Unstrittig von allen Seiten begrüßt wird die Entwicklung der Parteien im Kosovo. Mit der Registrierung von jetzt über 20 Parteien habe sich die politische Landschaft differenziert, es sei ein demokratischer Prozess spürbar, betont der internationale Administrator Bernard Kouchner.

Favorit ist nach Schätzungen und Umfragen immer noch die Partei des ehemaligen Präsidenten Ibrahim Rugova, die „Demokratische Liga Kosova“. Erst an zweiter Stelle liegt die Partei des ehemaligen UÇK-Führers Hashim Thaci, die „Demokratische Partei Kosova“. Die ist durch Abspaltungen dezimiert: Zwei prominente ehemalige UÇK-Kommandeure haben jeweils eigene Parteien gegründet, die regional durchaus mehrheitsfähig sind.

Aber auch Ibrahim Rugova hat sich mit gravierenden Problemen herumzuschlagen. Seine Partei tut sich schwer damit, ihre Organisationsstruktur, die während des Krieges zerschlagen wurde, wieder zu rekonstruieren.

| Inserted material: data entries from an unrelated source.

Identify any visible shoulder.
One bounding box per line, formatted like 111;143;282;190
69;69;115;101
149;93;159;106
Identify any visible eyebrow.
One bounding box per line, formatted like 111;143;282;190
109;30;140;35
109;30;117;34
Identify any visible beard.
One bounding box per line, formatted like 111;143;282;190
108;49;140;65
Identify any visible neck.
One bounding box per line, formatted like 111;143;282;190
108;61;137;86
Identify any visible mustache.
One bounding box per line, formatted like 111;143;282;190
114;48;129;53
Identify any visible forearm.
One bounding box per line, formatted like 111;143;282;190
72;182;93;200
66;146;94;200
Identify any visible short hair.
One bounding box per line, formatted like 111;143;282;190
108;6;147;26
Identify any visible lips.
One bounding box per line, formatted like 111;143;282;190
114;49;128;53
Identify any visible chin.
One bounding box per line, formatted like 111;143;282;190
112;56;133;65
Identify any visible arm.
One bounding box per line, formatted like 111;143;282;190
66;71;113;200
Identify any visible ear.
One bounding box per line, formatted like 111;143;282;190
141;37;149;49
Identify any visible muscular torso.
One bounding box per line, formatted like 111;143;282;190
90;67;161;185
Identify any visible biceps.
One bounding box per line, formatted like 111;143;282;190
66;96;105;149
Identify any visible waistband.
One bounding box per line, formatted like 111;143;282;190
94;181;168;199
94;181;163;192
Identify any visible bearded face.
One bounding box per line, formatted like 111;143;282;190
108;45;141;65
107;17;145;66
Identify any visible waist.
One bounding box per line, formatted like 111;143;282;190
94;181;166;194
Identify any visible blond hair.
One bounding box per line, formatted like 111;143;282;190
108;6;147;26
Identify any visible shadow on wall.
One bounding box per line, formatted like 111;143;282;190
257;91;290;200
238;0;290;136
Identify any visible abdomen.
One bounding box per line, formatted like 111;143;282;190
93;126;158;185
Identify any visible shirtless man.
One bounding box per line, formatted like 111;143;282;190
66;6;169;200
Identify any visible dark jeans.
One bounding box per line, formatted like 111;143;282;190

Erschwerend kommt hinzu, dass Rugovas populärer ehemaliger Premierminister im Exil, Bujar Bukoshi, sich aus der Politik zurückgezogen hat.

Thacis „Demokratische Partei Kosova“ jedoch ist organisatorisch auf der Höhe. Aus diesem Grund wird ihr trotz der Abspaltungen zugetraut, in der Wählergunst noch aufzuholen.

Sollte es die OSZE doch noch wider Erwarten schaffen, die Wähler bis Mitte Juli zu registrieren, dürfte es im Oktober dieses Jahres zu einer spannenden Kommunalwahl kommen.